The militants were prevented from entering government ministries, but holed up in a shopping centre and cinema for at least three hours as security forces laid seige.
As the sporadic chatter of machine gun fire sounded across the city, a pall of black smoke gathered over the district where the attack took place.
The country's only five-star hotel, the Serena, came under fire from machine guns and rockets and guests were shepherded into a basement bunker.
A Taliban spokesman said the movement had carried out the attack with 20 fighters and targeted the presidential palace, justice ministry, ministry of mines and a presidential administrative building.
The exact number of attackers was not clear, but unease spread through the city with rumours that some of the bombers had escaped the initial fighting and evaded the security cordon.
Afghan security forces closed roads in the city centre and set up checkpoints looking for further attackers and shopkeepers closed their businesses.
Mr Karzai claimed the security crisis was over hours after militants launched the attacks on Monday morning. He said "the enemies of Afghanistan are ... trying to spread fear among Kabul citizens".
Gordon Brown condemned the attacks and pledged to "stand united" with the Afghan Government.
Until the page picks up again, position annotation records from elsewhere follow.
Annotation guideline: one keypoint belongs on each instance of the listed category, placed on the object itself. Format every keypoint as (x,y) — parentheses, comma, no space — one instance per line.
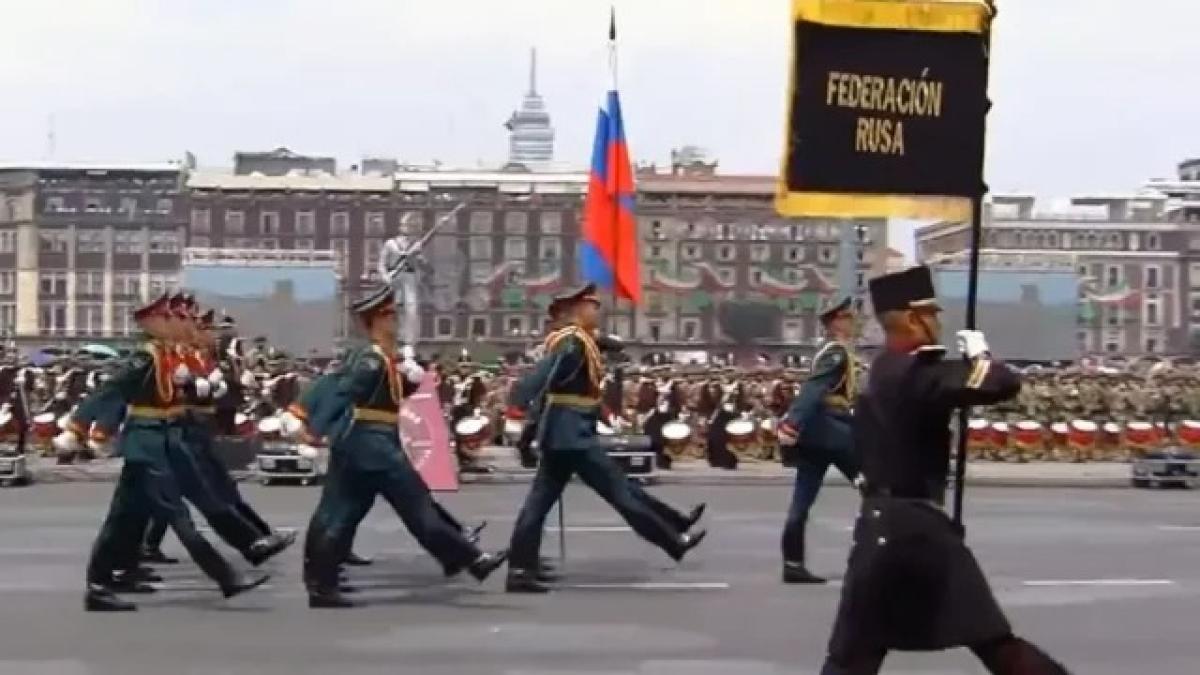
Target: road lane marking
(594,529)
(655,586)
(1099,583)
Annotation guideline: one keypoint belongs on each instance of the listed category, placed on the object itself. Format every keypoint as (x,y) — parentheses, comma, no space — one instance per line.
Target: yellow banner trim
(940,16)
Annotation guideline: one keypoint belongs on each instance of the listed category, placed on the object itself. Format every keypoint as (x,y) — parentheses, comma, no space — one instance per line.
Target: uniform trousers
(376,465)
(597,470)
(828,441)
(148,489)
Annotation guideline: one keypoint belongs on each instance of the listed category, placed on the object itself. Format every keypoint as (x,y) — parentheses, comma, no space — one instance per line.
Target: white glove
(203,388)
(412,371)
(66,442)
(972,344)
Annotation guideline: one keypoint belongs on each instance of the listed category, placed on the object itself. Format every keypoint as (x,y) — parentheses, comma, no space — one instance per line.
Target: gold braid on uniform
(591,351)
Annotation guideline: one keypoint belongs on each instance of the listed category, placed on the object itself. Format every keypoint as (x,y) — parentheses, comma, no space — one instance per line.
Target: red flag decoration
(609,252)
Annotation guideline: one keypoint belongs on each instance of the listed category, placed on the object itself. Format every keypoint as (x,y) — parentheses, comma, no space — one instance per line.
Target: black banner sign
(880,112)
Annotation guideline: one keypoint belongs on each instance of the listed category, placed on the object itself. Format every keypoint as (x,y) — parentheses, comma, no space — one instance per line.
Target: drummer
(820,423)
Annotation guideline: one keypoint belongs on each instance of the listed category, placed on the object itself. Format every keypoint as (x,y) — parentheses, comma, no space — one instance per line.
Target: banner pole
(960,455)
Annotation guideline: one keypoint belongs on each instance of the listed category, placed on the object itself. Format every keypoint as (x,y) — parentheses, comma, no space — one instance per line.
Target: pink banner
(426,438)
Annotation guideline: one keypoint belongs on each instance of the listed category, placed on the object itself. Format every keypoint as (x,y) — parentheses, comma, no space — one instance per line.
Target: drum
(1029,438)
(45,426)
(243,425)
(269,428)
(1189,432)
(1083,438)
(472,432)
(741,434)
(1141,436)
(676,436)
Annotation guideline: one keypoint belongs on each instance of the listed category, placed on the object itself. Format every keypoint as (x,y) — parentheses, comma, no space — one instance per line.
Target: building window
(480,248)
(306,223)
(90,282)
(371,249)
(552,249)
(52,282)
(516,248)
(1113,276)
(481,222)
(516,222)
(165,243)
(53,242)
(375,223)
(551,222)
(202,221)
(340,223)
(88,318)
(235,222)
(479,327)
(90,242)
(269,222)
(1152,276)
(52,318)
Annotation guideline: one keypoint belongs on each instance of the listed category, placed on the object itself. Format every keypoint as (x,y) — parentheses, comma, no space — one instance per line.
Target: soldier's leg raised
(599,472)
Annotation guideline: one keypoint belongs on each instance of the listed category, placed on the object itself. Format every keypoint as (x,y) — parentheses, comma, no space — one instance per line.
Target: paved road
(1107,580)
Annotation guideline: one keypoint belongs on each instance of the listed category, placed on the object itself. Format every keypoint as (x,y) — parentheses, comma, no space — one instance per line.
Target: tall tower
(531,136)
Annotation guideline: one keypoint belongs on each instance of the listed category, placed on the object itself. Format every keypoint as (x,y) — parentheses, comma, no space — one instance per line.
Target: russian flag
(609,250)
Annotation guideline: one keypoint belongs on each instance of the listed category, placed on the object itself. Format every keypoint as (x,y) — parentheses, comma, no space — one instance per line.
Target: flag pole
(960,455)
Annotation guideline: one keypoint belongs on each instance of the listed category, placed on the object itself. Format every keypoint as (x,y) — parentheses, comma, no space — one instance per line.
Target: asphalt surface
(1109,581)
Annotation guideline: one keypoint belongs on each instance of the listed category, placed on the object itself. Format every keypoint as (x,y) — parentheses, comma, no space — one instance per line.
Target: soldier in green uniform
(147,485)
(372,463)
(569,377)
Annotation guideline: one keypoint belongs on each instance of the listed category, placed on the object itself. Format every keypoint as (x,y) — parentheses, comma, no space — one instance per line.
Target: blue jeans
(827,441)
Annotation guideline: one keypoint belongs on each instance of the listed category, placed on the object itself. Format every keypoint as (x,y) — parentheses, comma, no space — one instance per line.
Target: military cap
(159,306)
(911,288)
(832,311)
(375,299)
(585,293)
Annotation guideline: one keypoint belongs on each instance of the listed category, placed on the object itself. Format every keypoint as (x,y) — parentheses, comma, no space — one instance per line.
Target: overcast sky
(1091,95)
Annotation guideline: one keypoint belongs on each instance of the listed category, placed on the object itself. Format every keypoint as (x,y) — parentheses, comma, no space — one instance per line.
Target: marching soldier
(569,376)
(819,420)
(372,463)
(147,485)
(912,584)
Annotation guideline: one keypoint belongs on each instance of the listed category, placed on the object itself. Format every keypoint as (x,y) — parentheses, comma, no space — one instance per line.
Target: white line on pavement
(1099,583)
(657,586)
(594,529)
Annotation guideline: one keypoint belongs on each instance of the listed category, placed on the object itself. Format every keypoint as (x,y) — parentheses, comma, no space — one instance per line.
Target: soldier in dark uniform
(147,485)
(912,584)
(569,377)
(819,423)
(372,463)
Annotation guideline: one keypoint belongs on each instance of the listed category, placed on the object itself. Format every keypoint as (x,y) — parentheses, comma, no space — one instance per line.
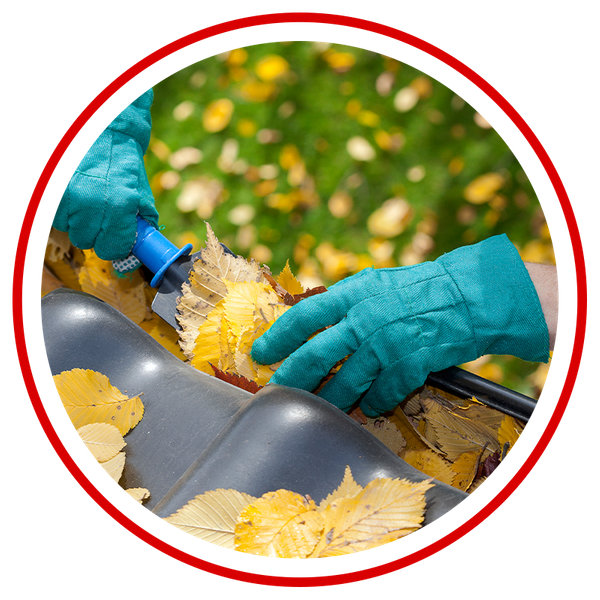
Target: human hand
(398,325)
(109,186)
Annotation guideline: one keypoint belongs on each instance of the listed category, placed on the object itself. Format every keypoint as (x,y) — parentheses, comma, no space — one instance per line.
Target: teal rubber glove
(109,186)
(398,325)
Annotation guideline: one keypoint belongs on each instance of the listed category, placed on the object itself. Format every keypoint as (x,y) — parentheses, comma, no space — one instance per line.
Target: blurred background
(337,158)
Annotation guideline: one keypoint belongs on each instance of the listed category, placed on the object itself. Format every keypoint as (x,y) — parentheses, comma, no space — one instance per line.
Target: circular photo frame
(560,211)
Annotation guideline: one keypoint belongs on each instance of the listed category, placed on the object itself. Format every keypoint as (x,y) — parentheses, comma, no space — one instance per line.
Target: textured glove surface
(109,185)
(398,325)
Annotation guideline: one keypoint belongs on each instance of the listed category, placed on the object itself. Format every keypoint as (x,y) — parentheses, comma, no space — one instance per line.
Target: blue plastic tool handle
(155,251)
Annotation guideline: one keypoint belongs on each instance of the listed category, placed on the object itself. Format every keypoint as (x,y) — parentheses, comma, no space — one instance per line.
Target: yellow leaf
(288,281)
(88,397)
(383,512)
(431,464)
(206,287)
(138,494)
(414,438)
(104,441)
(465,467)
(509,432)
(246,301)
(347,489)
(48,281)
(114,467)
(164,334)
(209,349)
(126,294)
(279,524)
(456,434)
(212,516)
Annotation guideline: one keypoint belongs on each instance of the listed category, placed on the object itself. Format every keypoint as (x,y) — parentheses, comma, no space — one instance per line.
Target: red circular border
(146,63)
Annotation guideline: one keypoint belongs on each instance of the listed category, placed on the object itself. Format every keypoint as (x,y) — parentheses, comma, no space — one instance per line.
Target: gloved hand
(398,325)
(109,186)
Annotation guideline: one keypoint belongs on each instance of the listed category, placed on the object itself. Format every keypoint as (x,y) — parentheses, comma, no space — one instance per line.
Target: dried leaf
(347,489)
(237,380)
(114,467)
(48,281)
(103,441)
(489,465)
(509,432)
(212,516)
(138,494)
(163,333)
(387,432)
(126,294)
(88,397)
(465,467)
(456,434)
(431,464)
(206,286)
(279,524)
(288,281)
(383,512)
(414,439)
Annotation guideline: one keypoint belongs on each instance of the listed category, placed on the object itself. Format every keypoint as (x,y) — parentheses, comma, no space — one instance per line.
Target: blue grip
(155,251)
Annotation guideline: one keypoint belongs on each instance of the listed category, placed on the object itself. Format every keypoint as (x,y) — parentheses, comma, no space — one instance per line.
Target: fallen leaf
(114,467)
(88,397)
(138,494)
(509,432)
(288,281)
(206,287)
(456,434)
(237,380)
(383,512)
(212,516)
(465,467)
(431,463)
(279,524)
(126,294)
(104,441)
(414,439)
(347,489)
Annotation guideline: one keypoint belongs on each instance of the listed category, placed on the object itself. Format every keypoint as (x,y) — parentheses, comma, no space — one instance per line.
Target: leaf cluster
(458,442)
(101,415)
(287,525)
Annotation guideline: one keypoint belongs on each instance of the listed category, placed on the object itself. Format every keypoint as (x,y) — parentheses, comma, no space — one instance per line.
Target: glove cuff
(502,301)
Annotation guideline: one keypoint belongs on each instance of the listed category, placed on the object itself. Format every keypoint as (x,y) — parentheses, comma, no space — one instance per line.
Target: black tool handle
(464,384)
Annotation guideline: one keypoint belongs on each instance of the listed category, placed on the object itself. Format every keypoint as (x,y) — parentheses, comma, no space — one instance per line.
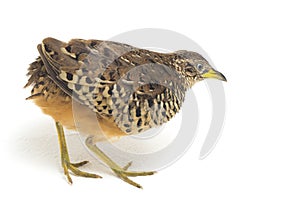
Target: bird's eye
(199,66)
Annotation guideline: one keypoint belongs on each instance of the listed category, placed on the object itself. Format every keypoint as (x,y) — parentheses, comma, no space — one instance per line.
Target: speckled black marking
(92,88)
(128,130)
(150,102)
(77,87)
(138,112)
(139,123)
(69,76)
(110,91)
(88,80)
(68,48)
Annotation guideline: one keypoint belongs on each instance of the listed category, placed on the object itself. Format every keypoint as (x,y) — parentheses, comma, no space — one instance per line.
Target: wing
(134,86)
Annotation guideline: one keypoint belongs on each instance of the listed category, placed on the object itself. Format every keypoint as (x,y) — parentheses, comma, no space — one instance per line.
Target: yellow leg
(65,159)
(121,172)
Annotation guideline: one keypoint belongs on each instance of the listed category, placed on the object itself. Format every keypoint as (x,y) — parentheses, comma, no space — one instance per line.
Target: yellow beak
(212,73)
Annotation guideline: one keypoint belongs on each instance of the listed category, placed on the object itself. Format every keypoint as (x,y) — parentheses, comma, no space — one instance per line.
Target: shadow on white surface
(38,145)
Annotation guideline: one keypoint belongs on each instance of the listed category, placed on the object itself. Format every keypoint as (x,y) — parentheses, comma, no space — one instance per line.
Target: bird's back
(134,88)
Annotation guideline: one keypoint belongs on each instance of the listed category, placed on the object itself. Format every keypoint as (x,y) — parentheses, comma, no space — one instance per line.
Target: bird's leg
(65,159)
(121,172)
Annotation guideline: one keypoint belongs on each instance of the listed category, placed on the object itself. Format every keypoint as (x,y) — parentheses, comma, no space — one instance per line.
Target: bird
(126,90)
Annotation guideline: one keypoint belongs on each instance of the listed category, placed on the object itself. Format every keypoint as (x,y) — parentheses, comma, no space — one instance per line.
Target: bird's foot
(73,167)
(123,174)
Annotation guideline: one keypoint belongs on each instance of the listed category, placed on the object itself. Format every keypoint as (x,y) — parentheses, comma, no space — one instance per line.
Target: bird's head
(195,67)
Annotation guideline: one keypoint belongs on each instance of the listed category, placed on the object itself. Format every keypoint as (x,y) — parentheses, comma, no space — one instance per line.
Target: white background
(256,44)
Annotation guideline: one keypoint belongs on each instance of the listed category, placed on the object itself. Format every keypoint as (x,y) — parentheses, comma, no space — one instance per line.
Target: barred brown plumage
(129,89)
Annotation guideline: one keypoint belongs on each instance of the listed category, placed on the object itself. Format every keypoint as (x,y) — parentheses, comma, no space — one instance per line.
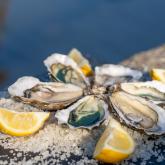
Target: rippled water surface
(105,30)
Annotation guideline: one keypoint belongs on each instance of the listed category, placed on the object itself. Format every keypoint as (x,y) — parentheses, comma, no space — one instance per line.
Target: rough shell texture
(65,61)
(23,83)
(88,112)
(49,96)
(139,113)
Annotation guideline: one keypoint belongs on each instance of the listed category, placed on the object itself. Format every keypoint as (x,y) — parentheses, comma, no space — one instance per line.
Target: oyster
(151,90)
(139,113)
(110,74)
(48,95)
(64,69)
(88,112)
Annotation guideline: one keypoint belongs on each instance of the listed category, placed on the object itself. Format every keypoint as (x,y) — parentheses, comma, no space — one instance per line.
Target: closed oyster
(64,69)
(48,95)
(152,90)
(88,112)
(139,113)
(110,74)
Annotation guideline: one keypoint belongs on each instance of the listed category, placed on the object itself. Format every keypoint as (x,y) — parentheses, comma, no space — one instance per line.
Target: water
(107,31)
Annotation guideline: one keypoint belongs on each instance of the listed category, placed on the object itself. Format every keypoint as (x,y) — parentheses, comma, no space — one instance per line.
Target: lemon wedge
(158,74)
(81,61)
(21,123)
(114,145)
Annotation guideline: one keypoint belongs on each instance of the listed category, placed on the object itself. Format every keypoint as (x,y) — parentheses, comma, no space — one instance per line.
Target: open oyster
(88,112)
(110,74)
(151,90)
(64,69)
(48,95)
(139,113)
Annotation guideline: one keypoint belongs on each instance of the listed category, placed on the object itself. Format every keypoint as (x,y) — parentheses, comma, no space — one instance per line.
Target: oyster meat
(44,95)
(88,112)
(110,74)
(139,113)
(151,90)
(64,69)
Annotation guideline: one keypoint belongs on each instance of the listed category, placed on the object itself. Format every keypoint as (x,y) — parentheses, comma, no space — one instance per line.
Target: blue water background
(107,31)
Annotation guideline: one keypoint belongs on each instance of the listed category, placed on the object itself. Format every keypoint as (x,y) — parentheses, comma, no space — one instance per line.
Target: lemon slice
(21,123)
(158,74)
(114,145)
(82,62)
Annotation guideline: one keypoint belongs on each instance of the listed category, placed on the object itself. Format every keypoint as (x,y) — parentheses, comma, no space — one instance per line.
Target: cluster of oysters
(86,101)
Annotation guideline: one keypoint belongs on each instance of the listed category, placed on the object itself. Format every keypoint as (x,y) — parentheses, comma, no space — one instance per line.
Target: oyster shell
(88,112)
(110,74)
(64,69)
(44,95)
(139,113)
(151,90)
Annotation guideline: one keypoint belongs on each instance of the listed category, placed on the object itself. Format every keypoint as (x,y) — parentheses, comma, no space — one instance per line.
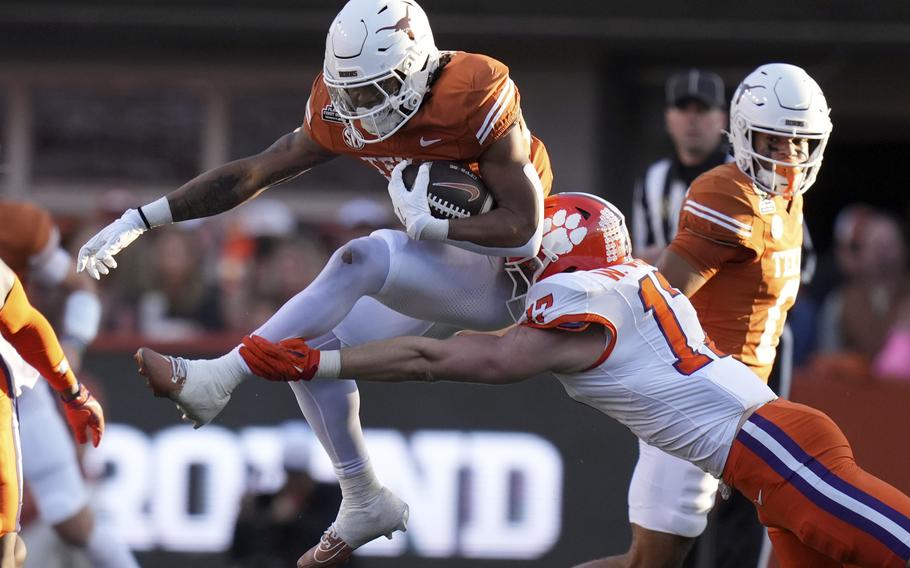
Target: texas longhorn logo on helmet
(402,25)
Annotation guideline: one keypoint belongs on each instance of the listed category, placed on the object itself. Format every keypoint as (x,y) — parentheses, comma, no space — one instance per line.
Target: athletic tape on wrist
(156,213)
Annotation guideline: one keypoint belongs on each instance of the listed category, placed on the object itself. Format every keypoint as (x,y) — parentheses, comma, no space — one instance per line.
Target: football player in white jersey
(623,341)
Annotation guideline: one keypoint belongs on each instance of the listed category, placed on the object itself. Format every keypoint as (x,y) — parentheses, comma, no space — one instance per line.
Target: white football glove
(97,255)
(412,207)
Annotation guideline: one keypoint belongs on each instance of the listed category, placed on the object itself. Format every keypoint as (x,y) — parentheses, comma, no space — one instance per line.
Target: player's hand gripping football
(288,360)
(411,206)
(84,415)
(97,255)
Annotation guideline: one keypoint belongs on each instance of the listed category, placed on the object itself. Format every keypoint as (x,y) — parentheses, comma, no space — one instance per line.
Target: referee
(695,118)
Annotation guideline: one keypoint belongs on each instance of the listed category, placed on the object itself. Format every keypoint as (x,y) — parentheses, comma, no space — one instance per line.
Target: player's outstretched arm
(680,274)
(210,193)
(519,354)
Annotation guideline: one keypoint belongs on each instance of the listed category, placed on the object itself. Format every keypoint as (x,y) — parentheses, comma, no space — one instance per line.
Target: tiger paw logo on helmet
(562,232)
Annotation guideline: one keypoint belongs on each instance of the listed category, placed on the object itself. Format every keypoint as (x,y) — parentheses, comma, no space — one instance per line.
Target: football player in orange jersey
(30,246)
(736,254)
(32,337)
(386,95)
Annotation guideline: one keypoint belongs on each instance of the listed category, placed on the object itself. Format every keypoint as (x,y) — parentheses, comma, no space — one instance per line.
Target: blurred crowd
(224,274)
(859,299)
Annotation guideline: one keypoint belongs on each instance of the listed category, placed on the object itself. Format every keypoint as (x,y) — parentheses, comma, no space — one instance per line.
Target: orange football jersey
(26,230)
(754,275)
(472,104)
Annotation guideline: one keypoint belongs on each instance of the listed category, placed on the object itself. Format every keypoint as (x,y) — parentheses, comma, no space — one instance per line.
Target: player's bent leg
(797,466)
(437,282)
(10,474)
(202,388)
(21,552)
(368,510)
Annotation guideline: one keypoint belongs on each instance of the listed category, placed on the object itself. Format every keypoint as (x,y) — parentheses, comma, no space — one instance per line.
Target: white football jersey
(659,375)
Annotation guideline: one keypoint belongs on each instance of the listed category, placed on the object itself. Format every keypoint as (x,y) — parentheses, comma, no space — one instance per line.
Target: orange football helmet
(580,232)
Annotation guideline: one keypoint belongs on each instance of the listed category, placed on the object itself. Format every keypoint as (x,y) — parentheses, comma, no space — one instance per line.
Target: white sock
(361,488)
(105,549)
(227,371)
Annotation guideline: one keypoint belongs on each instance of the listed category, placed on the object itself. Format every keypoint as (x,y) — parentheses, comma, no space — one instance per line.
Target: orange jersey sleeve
(26,231)
(31,335)
(718,208)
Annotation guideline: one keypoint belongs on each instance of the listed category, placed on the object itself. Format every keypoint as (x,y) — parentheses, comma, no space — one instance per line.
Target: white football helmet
(379,59)
(782,100)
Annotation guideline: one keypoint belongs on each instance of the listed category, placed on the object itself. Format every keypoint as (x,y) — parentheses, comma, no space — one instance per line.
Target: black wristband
(144,220)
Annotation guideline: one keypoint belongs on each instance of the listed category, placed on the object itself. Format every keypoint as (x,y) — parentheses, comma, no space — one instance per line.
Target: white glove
(97,255)
(412,207)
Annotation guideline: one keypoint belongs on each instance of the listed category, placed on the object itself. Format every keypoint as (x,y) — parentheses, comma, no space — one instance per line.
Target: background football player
(736,254)
(386,94)
(26,332)
(625,342)
(30,246)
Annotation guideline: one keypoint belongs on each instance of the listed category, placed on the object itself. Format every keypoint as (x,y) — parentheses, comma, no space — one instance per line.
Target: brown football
(454,190)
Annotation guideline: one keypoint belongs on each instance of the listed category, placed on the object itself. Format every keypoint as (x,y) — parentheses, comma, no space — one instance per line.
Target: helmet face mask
(581,232)
(379,59)
(783,101)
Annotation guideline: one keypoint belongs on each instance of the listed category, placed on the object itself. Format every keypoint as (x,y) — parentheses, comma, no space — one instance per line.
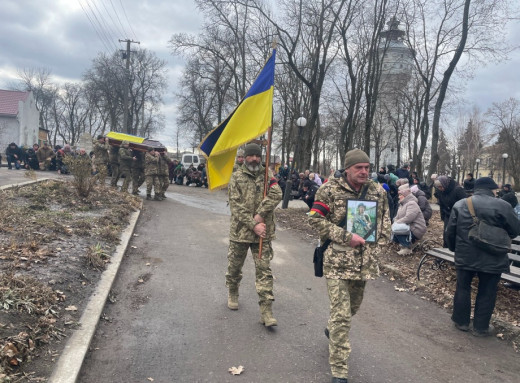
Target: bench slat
(447,255)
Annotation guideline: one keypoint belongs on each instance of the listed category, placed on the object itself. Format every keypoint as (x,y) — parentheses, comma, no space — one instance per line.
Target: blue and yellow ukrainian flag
(250,119)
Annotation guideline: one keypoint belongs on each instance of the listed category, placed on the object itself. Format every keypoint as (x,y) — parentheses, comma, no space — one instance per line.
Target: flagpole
(266,178)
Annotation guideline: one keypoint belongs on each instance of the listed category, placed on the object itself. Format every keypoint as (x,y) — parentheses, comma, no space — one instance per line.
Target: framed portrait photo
(362,219)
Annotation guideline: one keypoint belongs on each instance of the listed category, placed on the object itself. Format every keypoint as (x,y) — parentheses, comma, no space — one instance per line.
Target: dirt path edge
(69,364)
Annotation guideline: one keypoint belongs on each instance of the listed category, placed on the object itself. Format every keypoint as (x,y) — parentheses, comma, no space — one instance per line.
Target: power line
(128,21)
(107,48)
(111,18)
(118,19)
(107,35)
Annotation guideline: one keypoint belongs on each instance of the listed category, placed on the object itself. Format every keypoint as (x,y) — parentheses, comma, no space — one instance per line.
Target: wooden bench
(441,258)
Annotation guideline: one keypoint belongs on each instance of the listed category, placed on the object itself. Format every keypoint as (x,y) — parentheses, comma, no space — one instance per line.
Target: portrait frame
(362,219)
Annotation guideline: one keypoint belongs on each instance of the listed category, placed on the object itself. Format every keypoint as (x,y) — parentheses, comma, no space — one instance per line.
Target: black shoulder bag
(320,250)
(494,240)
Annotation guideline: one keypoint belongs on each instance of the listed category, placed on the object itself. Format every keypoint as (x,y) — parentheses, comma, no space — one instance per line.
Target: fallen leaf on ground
(236,370)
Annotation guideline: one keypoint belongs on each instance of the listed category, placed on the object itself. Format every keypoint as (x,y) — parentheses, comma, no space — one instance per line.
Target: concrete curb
(69,364)
(25,183)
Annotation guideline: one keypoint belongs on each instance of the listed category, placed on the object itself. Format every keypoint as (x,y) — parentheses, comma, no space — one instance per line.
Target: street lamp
(504,156)
(300,123)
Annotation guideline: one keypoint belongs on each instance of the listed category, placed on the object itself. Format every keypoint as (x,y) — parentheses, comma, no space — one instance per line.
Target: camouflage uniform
(346,268)
(151,168)
(164,171)
(113,156)
(101,158)
(245,201)
(137,172)
(126,158)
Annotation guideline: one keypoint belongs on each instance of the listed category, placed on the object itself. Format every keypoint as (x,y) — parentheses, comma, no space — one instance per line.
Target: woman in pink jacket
(410,213)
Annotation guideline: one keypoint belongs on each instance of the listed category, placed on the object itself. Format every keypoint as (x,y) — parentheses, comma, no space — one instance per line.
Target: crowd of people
(134,167)
(385,201)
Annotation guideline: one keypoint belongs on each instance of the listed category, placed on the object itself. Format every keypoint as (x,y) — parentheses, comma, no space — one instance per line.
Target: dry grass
(53,244)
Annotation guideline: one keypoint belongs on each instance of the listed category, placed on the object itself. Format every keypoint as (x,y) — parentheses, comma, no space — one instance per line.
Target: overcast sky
(58,35)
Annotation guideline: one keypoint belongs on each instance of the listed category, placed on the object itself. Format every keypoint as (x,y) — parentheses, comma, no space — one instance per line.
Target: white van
(188,159)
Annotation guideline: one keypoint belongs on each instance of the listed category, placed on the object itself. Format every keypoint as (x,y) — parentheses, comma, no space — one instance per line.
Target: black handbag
(319,251)
(493,239)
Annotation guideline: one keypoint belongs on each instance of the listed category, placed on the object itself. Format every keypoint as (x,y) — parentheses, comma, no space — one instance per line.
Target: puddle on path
(212,205)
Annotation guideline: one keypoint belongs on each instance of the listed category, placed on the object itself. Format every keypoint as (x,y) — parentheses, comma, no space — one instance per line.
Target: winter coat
(16,150)
(424,205)
(402,173)
(448,197)
(493,211)
(409,212)
(246,199)
(340,260)
(44,153)
(469,185)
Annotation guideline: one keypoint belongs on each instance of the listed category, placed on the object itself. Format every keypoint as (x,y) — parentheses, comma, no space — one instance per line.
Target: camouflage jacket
(100,152)
(245,192)
(164,160)
(126,157)
(138,164)
(151,165)
(340,260)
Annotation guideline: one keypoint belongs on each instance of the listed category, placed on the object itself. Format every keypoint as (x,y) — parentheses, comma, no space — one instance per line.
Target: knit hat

The attacks began at soon after 9.30am local time with a suicide bombing outside the Central Bank on Pashtunistan Square, which also holds the palace, cinema, justice ministry and shopping centre.
Four militants ran into the nearby four-storey Qari Sami shopping centre and ordered the shopkeepers to flee. A watchseller who refused was shot dead.
Nasrullah Baraki, a 25-year-old carpet seller, said: "They were four young boys with short beards and said: 'Do not worry about your belongings, save you lives and get out'."
Once inside they began throwing grenades and the top three floors were soon gutted by fire.
Shopkeepers barricaded themselves into a basement until the smoke became too thick to breathe and then managed to flee.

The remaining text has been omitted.